British market towns and cities “have become far more divided communities” because of large scale immigration over the past 15 years, Nigel Farage has said.
The UK Independence Party leader echoed the views of some of his councillors who said large-scale immigration had had a negative effect on Britain.
A survey of UKIP councillors for the BBC’s Sunday Politics found that 76 per cent believing immigration has had a negative impact on Britain over the last 30 years.
Challenged about the findings, Mr Farage said: “I think that what has happened to Britain since 1997 with totally frankly unrestricted immigration has had a negative effect on society.
“You know, we have one million of our youngsters now out of work and yet we’re prepared to open up the doors next January to the whole of Bulgaria and Romania – that doesn’t make sense.

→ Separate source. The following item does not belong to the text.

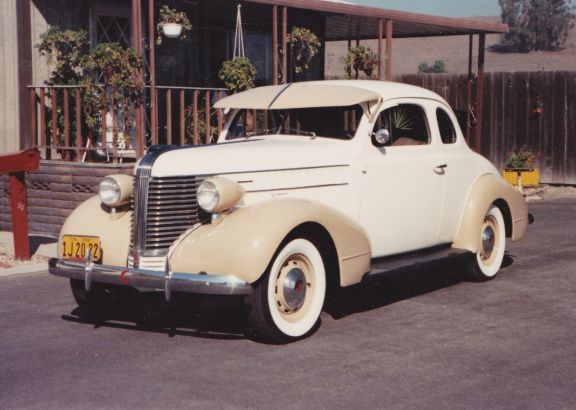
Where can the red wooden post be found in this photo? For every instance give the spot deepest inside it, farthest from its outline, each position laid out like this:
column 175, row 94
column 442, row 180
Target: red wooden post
column 16, row 165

“I think British market towns and cities have become far more divided communities over the course of the last 15 years than they were before and I’m sorry about that.”
Mr Farage said that Ukip’s views on immigration were “plain common sense”, rather than right-wing. The study by ComRes found that before supporting Ukip, 70 per cent of the councillors had previously voted Conservative.
It also found that more than two thirds of Ukip councillors supported the death penalty for murder of a police officer and children.
ComRes interviewed 101 UKIP Councillors in England and Wales between June 28 June and July 3.
The news came as a report from a left of centre think-tank found that Euro-scepticism is concentrated most heavily among those with a stronger sense of English national identity.
The Institute for Public Policy Research report said the main political parties had not done enough to address the growing importance of the politics of English nationhood.
It found that most English people now believe that Ukip is the party that is best placed to ‘stand up for English interests’.
Nick Pearce, the IPPR’s director, said: “Our mainstream political parties need to embrace Englishness, take it seriously, and find new ways of giving it political expression.
“Labour and progressive politics need to recognise that Englishness is not something to be feared or abandoned to those on the margins of right wing politics.
“But the longer this debate is ignored, or worse, denied, the more likely we will see a backlash within England against the UK.”
Mr Farage also said it would be “slightly ridiculous” to exclude UKIP from the leadership debates in the 2015 general election if it had won the European elections in the year before.
“I know everybody is talking about the general election and what may or may not happen, but I would like to remind viewers that on May 22 next year, we have a national election, we have a European election – every single one of us is entitled to vote – and we also on that day have over 5,000 council seats up for grabs.
“If UKIP is able on May 22 to win the European elections, then I think keeping us out of the pre-election debates in 2015 would look slightly ridiculous.”